My excitement knew no bounds when I heard the names of this year’s Nobel Prize winners in Economics. The Royal Swedish Academy of Sciences has awarded the 2019 Sveriges Riksbank Prize in Economic Sciences to Abhijit Banerjee, Esther Duflo and Michael Kremer “for their experimental approach to alleviating global poverty”.
As the news sunk in, it began to dawn upon me that the work done by Banerjee, Duflo and Kremer has influenced and empowered a whole generation of researchers in thinking and caring deeply about global poverty and finding multi-dimensional pathways to alleviating it.

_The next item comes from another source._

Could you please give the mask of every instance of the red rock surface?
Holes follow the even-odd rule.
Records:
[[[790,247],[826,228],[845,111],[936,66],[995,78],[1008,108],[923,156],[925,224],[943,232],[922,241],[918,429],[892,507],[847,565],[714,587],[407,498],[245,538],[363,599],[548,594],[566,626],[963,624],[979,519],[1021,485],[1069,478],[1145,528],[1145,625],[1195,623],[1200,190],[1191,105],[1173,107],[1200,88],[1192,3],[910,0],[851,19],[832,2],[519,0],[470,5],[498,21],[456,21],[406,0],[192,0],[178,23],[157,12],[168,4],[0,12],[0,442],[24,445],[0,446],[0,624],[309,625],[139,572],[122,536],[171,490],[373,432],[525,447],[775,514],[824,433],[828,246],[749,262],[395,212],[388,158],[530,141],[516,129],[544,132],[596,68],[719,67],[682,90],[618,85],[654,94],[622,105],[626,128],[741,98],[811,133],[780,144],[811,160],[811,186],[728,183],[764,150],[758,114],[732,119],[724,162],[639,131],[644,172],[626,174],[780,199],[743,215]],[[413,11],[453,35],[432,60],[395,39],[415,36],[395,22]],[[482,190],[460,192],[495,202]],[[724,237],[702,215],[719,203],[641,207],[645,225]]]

A few years ago, I was working as a field Research Associate collecting primary data for a randomized controlled trial (RCT) that aimed to evaluate the impact of access to financial services through self-help group programs (popularly known as SHGs) in rural Tamil Nadu. At that time, as a young researcher, straight out of college, it was hard to fully understand the potential of such research, in guiding policy on access to finance. However, identifying strategies that help the least well-off through different aspects of their life- health, education, financial inclusion, livelihood- can bring us one step closer to solving global poverty. Banerjee, Duflo and Kremer, through their multi-sectoral research have shown that knowing the right quantitative answers to specific questions by establishing causal inferences is important in designing evidence-based policy.
Closer home, using the RCT model, Rohini Pande and Erica Field, are conducting an independent impact evaluation of the KGFS model since 2010. This research has helped us significantly in gaining a deeper understanding of the model and its impact in the context of access to formal financial services.
Esther Duflo is the second women and the youngest person to be awarded the Prize in Economic Sciences, which for many researchers, especially women, is very inspiring.
Young researchers like me have been a ‘tiny’ part of this community and have been greatly influenced by these pioneering researchers and their colleagues who have transformed the field of development economics. To witness the acknowledgement that this field has received through this recognition and to be associated with the work of some of the greatest minds, feels deeply satisfying.